The wine region of Ribera del Duero is gradually becoming one of the most recognized within Spain and was ranked amongst 52 Places to Go in 2018 by The New York Times. Ribera del Duero is 175km North of Madrid and it is actually one of the best day tours from Madrid. For those of you who don´t yet know much about this wine region in Spain – Ribera del Duero lies in the Northern Iberian Peninsula – approximately 2300ft above sea level. Within the wine region there are also 4 provinces consisting of Valladolid, Soria, Burgos and Segovia. Ribera del Duero belongs to what is called a Denominación de Origen (Designation of Origin in English), but what is it mean? The Designation of Origin is a classification system based on meeting regulatory standards which means that for wines to obtain a sticker, stating it is officially recognised coming from Ribera del Duero, the producers must follow certain rules. But what else is it that gives this Spanish wine region its charm? It is not only the vineyards but also the monuments, monasteries, Islamic watchtowers and medieval castles that can excite the curious traveller. If you visit this region, you will see for yourself the incredible heritage of the Christians and Moors.
Ribera del Duero´s hidden underground caves
Just as in many other parts of the world where wine is produced, Ribera del Duero has underground caves – dug during the Middle Ages for the sole purposes of: the ageing process and storage. But why underground?
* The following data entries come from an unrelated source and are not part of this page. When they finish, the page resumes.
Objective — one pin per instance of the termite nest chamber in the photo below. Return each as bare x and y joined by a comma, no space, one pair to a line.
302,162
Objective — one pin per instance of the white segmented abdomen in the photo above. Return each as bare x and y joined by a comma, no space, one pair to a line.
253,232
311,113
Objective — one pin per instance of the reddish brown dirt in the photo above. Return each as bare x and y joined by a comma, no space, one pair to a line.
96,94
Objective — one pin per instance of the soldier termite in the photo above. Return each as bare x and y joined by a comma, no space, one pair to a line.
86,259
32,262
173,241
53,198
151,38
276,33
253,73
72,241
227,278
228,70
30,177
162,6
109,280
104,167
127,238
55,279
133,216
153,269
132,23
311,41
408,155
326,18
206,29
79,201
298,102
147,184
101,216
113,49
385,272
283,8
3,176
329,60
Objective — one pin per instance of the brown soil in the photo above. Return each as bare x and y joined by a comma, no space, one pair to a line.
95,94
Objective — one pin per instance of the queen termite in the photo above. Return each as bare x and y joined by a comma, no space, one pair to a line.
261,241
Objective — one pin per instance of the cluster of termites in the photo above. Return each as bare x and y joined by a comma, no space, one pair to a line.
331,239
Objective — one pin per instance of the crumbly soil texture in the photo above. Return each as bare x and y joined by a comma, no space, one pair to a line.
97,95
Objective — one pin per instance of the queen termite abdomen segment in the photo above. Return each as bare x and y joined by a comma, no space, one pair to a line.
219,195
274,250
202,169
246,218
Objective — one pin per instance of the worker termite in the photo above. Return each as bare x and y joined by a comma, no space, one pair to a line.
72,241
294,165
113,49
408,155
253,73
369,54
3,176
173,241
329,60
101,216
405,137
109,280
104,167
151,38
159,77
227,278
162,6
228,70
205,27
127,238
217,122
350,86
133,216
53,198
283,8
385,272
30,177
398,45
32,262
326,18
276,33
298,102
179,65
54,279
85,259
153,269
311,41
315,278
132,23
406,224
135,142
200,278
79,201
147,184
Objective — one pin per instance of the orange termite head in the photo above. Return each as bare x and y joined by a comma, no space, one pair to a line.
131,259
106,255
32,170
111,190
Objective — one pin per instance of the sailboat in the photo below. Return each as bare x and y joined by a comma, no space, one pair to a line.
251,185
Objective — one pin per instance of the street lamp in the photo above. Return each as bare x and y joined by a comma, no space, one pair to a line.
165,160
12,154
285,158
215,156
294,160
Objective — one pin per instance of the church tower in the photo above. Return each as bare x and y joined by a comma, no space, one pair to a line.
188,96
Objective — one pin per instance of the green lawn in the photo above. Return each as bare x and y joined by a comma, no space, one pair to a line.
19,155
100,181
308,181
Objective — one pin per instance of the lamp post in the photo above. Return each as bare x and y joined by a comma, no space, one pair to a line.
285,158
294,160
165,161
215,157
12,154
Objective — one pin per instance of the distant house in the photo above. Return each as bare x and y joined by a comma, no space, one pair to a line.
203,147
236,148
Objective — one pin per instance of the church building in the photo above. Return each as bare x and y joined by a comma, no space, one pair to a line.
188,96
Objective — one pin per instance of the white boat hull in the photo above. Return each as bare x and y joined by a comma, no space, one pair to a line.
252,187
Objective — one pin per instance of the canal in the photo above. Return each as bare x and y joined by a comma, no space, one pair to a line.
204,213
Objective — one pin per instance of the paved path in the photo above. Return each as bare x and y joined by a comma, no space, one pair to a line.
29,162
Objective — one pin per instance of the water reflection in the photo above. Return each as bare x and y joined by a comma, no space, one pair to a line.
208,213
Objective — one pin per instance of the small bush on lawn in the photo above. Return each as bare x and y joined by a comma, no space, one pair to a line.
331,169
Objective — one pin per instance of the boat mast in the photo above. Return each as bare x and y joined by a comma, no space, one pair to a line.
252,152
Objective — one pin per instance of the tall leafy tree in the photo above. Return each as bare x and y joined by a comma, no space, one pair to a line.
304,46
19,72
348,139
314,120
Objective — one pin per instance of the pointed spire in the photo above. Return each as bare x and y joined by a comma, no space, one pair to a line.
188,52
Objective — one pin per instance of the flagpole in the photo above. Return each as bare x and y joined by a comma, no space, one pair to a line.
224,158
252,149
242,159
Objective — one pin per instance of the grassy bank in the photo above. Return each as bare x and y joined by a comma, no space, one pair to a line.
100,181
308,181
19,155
The caves are situated roughly 15 metres below the ground, meaning that the temperature remains constant at 11-13°C. For the ageing process as well as storage of wine – such conditions are vital for the results to be good. Do all of Ribera del Duero´s wineries have underground caves to age and store their wines? No. Modern wineries have renovated their facilities to implement more innovative methods in the production process, therefore use air conditioners and humidifiers to maintain ideal conditions. The traditional wineries in Ribera del Duero that use the caves allow tours and it is quite impressive to explore the underground tunnels which on average contain up 1000 barrels and ancient wine-making equipment. This being said, both traditional and modern wineries in the region are unique in their own way.
Which grape varieties are used in Ribera del Duero?
It is indeed true that the regulatory authority in the north of Spain has strong control on wine production, with 100% of the grapes being checked by an inspector after they are harvested. As this wine region in Spain solely permits the production of red wines, the only red-grape varieties that can be used are the following: Tempranillo, Cabernet-Sauvignon, Merlot, Garnacha and Malbec. There is one type of white-grape permitted called Albilo which can only be added in small quantities to a red wine. Wines produced in Ribera del Duero must consist of at least of 75% Tempranillo to be officially recognized, which makes this wonderful type of grape symbolic of the region. The Tempranillo grape is a type which ripens earlier compared to other red varieties and is harvested in September. Want to know another interesting fact about the Tempranillo grape? The skins have evolved according to rapid change in weather conditions – something which occurs frequently in this Spanish wine region. As a result the skins are strong and have very concentrated tannins. You can expect the aromas of Tempranillo wines to be quite satisfying with hints of cherry, raspberry, plum and dried fig (low level of acidity).
What can you expect of Ribera del Duero´s gastronomy?
If you go on a trip to Ribera del Duero, you cannot miss out on one of the greatest highlights: the superb gastronomy. The wine region in Spain has a signature dish which is roasted suckling lamb – cooked in an open clay oven with some of the best seasoning. This typical dish is always satisfying to the tongue thanks to its tender, juicy meat and wonderful crispy skin. Naturally you will find other kinds of typical Spanish foods served such as Sopa de Castillana (Castilian Soup), black pudding (rice mixed with pork meat) or even a variety of pastries. Wines from Ribera del Duero pair incredibly well with all the aforementioned dishes. As you can see, most dishes in Spain a lot of meat which makes it great for meat lovers. If you vegetarian, there are still many other options including Tortilla (potato omelette) and Croquetas (can be requested without ham).